In the mid to late 1970s numerous cardiovascular programs were competing to find a way to extend life for those with inoperable end-stage cardiovascular disease. Bernhard began his breakthrough work at Boston Children's Hospital as one of the principal clinical investigators of the development of temporary heart assist devices. His work changed the development of research into heart assist devices when the Nation Heart Lung and Blood Institute was preparing to cancel all related research. At an American Heart Association meeting in November 1978 he announced that two people had survived for several days with the left ventricular heart assist device Ventricular Assist Device before being weaned off the device. In 1987, after ten years of continued work, Bernhard went on to work to develop a left ventricular heart pump, manufactured by Thermedics, Inc. of Woburn, MA an affiliated company of Thermo Electron Corporation with funding by the National, Heart Lung, and Blood Institute, part of the National Institutes of Health. This research opened pathways to survival for severely ill cardiovascular patients.

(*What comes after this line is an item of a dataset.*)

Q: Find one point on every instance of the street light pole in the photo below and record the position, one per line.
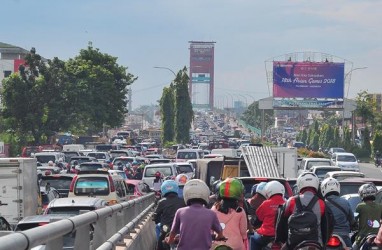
(159, 67)
(347, 74)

The early part of Bernhard's career was spent in surgical service to children with severe heart disorders. Bernhard performed most of his surgery at Children’s Hospital in Boston where he treated children and adolescents from 1960 until his retirement. Bernhard’s work included the development of ground breaking surgical techniques for the heart and the first successfully implanted LVAD device (see Ventricular Assist Device) manufactured while working with a group of scientists from Thermedics, Inc. of Woburn, MA.

Bernhard's work is documented in over 50 articles in the New England Journal of Medicine and the Journal of Thoracic and Cardiovascular Surgery as well as investigative television programs including CBS’ 60 Minutes and PBS’ Nova NOVA Investigates the risks, costs and controversies surrounding the development of the artificial heart - first broadcast on PBS in Season 11, Episode 2, on October 18, 1983 Over the course of his career, his open heart surgery on infants utilizing the hyperbaric chamber received worldwide attention in Time magazine August 16, 1963, Pediatrics: An Infant’s Cause of Death: Hyaline Membrane Disease. The development of the first successful LVAD prototype device developed with Thermedics was named “Heartmate” and the Heartmate II, manufactured by a successor company Thoratec, was implanted into Vice President Dick Cheney in July 2010

During the 1980s he continued research and clinical trials on an air driven left ventricular assist device and the pneumatic implantable device which became the Heartmate device for end-stage heart failure. This was one of many individual component studies that went into the development of a heart pump. Bernhard and his staff worked to complete long term clinical trial studies and eventually a subsidiary company of Thermedic’s, Thermo Cardiosystems merged with Thoratec Laboratories Corporation (Nasdaq: THOR), and obtained FDA approval in 2002 of the “Heartmate” LVAD device Thoratec Heartmate II LVAD device is used in implantation today, and was implanted in Dick Cheney in July 2010 before his heart transplant in March 2012. He died on October 29, 2018, at the age of 93.